Namun tatkala berpaling, setan membisikinya, “Hei, kenapa kau ini? Sudah jauh-jauh datang, repot-repot menyiapkan masakan, apa kau hendak pulang begitu saja hanya karena ketukan pintumu tidak bersambut? Bukankah kau ingin tahu keadaan temanmu itu? Sudah masuk saja. Kalian kan sudah saling kenal dan akrab semenjak kecil. Mungkin ketukanmu itu tadi tidak ia dengar. Maklum, ia kan sedang sakit. Masuk saja. Setelah masuk dan menyerahkan masakan itu, kau kan bisa langsung pulang. Bagaimana?”

Hm, benar juga, pikir si lelaki.

Alhasil, ia mencoba masuk. Dan betul, pintu rumah tak terkunci. Tatkala masuk, ia mendapati teman wanitanya itu sedang lelap beristirahat. Si lelaki menaruh masakannya di meja dekat tempat tidur si wanita. Lantas ia ingin segera pergi. Namun, setan membisikinya, “Mau kemana kau? Kalau kau pergi sedang temanmu tertidur, dia tak akan tahu kalau kau datang kemari. Tunggulah sampai dia terbangun.”

Hm, betul juga, pikir si lelaki.

Beberapa saat kemudian, si wanita terbangun dan mendapati si lelaki terduduk menunggunya di samping kasurnya.

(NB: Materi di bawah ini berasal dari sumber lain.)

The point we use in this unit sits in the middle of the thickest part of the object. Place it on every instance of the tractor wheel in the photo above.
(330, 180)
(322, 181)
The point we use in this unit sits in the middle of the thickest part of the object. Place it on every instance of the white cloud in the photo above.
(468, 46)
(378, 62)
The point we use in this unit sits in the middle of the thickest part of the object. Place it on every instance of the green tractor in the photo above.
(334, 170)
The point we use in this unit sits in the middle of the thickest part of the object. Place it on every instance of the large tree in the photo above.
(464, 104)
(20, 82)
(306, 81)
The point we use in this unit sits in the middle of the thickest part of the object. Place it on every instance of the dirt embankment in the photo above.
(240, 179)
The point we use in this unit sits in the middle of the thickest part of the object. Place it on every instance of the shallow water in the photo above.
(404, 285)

Menyadari itu, si lekaki segera memberi salam dan berbincang sejenak menanyakan kabar si wanita. Tak lupa menyerahkan masakannya itu. Setelahnya, ia berniat pulang. Tapi lagi-lagi setan berkata, “Janganlah kau pulang. Tunggulah sejenak. Suapi temanmu itu. Apa kau tega membiarkannya makan sendiri sementara tubuhnya lemah karena sakit?”

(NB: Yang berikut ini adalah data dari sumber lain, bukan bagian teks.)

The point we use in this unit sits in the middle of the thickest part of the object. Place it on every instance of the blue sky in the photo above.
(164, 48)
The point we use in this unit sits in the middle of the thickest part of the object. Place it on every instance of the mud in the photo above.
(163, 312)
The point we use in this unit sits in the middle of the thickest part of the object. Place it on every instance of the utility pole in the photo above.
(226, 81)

Hm, betul juga, pikir si lelaki.

Akhirnya si lelaki menyuapi si wanita. Keheningan sesekali menyapa mereka berdua. Di saat itulah setan berkata, “Hei, ternyata temanmu itu cantik juga ya.”

Hm, betul juga, pikir si lelaki.

Bisikan setan rupanya membuat jiwa hewani dalam tubuh si lelaki bergejolak. Pikirannya saat itu pun keruh.

“Sudah, ‘sikat’ saja. Saat ini hanya ada kau berdua. Dia pun sedang lemah tak berdaya. Belum lagi rumah ini jauh dari keramaian,” imbuh setan.

Hm, betul juga, pikir si lelaki.

Alhasil, perbuatan biadab itu dilakukan oleh si lelaki. Setelahnya, setan bicara, “Ah, parah sekali kau! Apa yang kau perbuat kepada temanmu ini? Bagaimana kalau orang lain tahu dan kau tertangkap? Bisa-bisa kau dihukum mati! Sudah, bunuh saja dia. Mumpung tak ada orang yang melihat. Lalu kau kubur ia di bawah tempat tidur ini.”

Hm, betul juga, pikir si lelaki.

Sesaat kemudian, si lelaki rampung mengerjakan perintah setan. Ia telah membunuh dan mengubur teman wanitanya itu. Saat semua dirasa aman, ia pun beranjak pergi meninggalkan rumah itu.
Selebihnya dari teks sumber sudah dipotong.